Como o coronavírus dribla o sistema imune? Dois novos estudos explicam

SÃO PAULO, SP (FOLHAPRESS) – Duas novas pesquisas revelaram os mecanismos pelos quais o coronavírus escapam da resposta imune.

Os vírus usam enzimas conhecidas como proteases para escapar das defesas inatas do nosso sistema imunológico, uma vez que essas enzimas “desativam” o sinal molecular que ajuda a reconhecer as áreas na superfície do vírus onde as células de defesa atuam.

Os resultados das pesquisas foram publicados na última terça-feira (2) na revista especializada Science Signaling, do grupo Science.

Os coronavírus são um grupo de vírus da família Coronaviridae, do qual o mais conhecido atualmente é o Sars-CoV-2, agente causador da pandemia da Covid. Mas há outros seis coronavírus conhecidos por infectar seres humanos, entre eles os vírus Sars e Mers e quatro coronavírus que causam resfriado.

Em geral, os efeitos de uma infecção por coronavírus variam de casos assintomáticos com sintomas de resfriado leves até um quadro inflamatório grave que pode levar à necessidade de internação e assistência de ventilação mecânica.

O que vai determinar os efeitos da infecção pelo coronavírus é a quantidade de vírus em replicação no organismo, o tipo de variante (algumas variantes do Sars-CoV-2 provocam mais ou menos sintomas, como vimos durante a pandemia) e a resposta imune do nosso organismo.

No último caso, como a resposta imunológica se dá, principalmente, contra a entrada nas células, os vírus estão sempre em mutação e procurando formas de evadir esta defesa. Uma dessas formas é “esconder” a região do vírus reconhecida por células de defesa que ajudariam a desencadear uma resposta imunológica.

No primeiro experimento, conduzido por cientistas da Universidade de Pequim, os pesquisadores identificaram as enzimas conhecidas como PLPs (proteases similares a papaínas, na sigla em inglês) na superfície de diversos tipos de coronavírus. Essas PLPs tinham efeitos variados na resposta imune contra, por exemplo, um coronavírus de resfriado, onde era mais brando, e no Sars-CoV-2, onde as proteases eram mais potentes e produziam uma maior evasão da resposta imune.

O mecanismo envolvido na ação das proteases é conhecido como Sting (ou estimulador dos genes de interferon, na sigla em inglês). De forma geral, os interferons são marcadores moleculares liberados frente a um processo inflamatório, assim como as citocinas, que ajudam o organismo a reconhecer um local onde o invasor se encontra -vírus, bactéria ou célula tumoral- e atacá-lo.

Como as proteases dos coronavírus inibem esse sinal molecular, os interferons não são ativados, e a resposta imunológica falha, permitindo, assim, a replicação viral.

O experimento que se seguiu procurou avaliar se o uso de uma molécula similar ao Sting (chamada agonista) em conjunto com um inibidor da protease viral impedem a replicação do Sars-CoV-2.
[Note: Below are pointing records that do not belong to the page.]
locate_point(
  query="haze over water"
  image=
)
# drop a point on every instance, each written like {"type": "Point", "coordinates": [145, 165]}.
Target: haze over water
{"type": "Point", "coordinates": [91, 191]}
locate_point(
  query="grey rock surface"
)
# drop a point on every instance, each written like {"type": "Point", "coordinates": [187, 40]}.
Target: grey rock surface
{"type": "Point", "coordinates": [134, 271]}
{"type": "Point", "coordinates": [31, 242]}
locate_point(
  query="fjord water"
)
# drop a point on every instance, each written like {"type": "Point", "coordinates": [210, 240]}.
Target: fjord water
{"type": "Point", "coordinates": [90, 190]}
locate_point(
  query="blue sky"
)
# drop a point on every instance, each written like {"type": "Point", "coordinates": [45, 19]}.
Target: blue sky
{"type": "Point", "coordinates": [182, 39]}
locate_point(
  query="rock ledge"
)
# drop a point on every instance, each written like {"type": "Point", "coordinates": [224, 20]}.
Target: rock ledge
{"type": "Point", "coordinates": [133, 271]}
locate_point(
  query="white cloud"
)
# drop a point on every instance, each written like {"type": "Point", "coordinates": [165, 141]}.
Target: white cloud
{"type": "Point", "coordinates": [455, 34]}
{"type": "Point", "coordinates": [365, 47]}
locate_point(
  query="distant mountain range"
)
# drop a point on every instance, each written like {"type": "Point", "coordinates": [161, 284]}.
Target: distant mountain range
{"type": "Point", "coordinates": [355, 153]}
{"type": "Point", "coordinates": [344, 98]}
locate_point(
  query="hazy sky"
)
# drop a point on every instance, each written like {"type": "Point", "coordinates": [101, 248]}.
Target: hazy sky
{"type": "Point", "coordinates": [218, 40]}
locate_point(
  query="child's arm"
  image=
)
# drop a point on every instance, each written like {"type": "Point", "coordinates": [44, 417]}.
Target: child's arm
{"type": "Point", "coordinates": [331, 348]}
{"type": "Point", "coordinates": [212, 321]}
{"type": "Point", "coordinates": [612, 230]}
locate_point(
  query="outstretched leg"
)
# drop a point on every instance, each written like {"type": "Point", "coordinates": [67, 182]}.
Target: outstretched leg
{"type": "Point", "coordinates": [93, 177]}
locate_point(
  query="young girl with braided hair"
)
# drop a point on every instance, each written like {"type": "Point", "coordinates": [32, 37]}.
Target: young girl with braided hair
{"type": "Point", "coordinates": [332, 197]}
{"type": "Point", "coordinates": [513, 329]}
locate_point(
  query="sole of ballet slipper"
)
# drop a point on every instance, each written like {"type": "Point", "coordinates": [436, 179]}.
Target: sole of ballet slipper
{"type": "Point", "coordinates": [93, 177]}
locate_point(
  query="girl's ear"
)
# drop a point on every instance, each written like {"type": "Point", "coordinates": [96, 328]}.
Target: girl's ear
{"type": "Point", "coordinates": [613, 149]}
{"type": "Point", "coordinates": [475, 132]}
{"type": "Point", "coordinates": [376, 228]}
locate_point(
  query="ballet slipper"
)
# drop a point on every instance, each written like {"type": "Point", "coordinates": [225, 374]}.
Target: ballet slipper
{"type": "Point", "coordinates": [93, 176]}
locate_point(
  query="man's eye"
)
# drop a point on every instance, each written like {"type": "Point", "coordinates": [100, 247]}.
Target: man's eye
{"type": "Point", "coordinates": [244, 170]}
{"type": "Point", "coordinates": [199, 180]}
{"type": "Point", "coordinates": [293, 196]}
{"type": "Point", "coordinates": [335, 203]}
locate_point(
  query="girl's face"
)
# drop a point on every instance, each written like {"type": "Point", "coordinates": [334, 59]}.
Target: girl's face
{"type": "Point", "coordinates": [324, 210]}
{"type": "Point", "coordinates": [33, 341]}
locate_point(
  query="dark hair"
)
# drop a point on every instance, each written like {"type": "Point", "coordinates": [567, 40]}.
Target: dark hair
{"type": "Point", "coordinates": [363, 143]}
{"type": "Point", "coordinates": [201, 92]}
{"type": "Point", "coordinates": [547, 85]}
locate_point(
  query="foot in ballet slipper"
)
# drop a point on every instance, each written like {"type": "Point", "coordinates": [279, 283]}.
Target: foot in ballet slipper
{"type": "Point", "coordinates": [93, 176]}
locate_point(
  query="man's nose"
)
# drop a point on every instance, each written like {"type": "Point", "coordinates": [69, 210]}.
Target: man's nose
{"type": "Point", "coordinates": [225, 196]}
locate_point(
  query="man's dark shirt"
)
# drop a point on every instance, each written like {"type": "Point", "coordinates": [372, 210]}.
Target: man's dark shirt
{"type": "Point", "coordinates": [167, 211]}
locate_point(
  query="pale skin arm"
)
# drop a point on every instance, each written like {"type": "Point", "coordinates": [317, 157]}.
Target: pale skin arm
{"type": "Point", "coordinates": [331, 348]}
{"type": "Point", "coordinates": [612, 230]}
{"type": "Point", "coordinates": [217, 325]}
Ao testar células pulmonares humanas com os dois compostos, os pesquisadores do Terceiro Hospital Popular de Shenzhen, na China, viram que esse combinado molecular bloqueou a replicação viral.

De acordo com os pesquisadores, esta pode ser uma molécula alvo na busca por novos antivirais que tenham uma ação mais eficaz em impedir a multiplicação do vírus nas células e diminuir sua infecção.

Mecanismo de escape muda entre as variantes?

Como no primeiro experimento os cientistas viram que os diferentes tipos de coronavírus possuem uma resposta diversa quanto à ação das proteases, os pesquisadores testaram também se as diferentes variantes da Covid apresentam o mesmo processo de “desativação” do mecanismo Sting.

Os pesquisadores observaram, ainda, que no Sars-CoV-2, as proteases apresentam pequenas variações em sua sequência de aminoácidos. As variantes da Covid alfa, beta, gama e delta tinham diferentes mutações nesta região, mas todas estavam envolvidas no processo de desativação do Sting, retardando, assim, a resposta imunológica contra o vírus.

Como muitos dos mecanismos de defesa do organismo são voltados, no primeiro momento, ao reconhecimento do patógeno no corpo por meio de proteínas encontradas na superfície viral (chamados antígenos), um antiviral que contenha os diferentes tipos de mutações encontradas nas variantes pode ser mais efetivo em impedir a replicação viral e acabar com a infecção.

Os autores concluem que o estudo é o primeiro a desvendar este mecanismo celular complexo envolvido no reconhecimento e bloqueio do coronavírus que, quando desativado, pode acabar favorecendo o chamado escape imunológico.

“Este mecanismo de desativação de Sting [sistema de interferons e citocinas molecular] parece ser a via pela qual os coronavírus que infectam humanos atuam para evadir os anticorpos”, afirmam.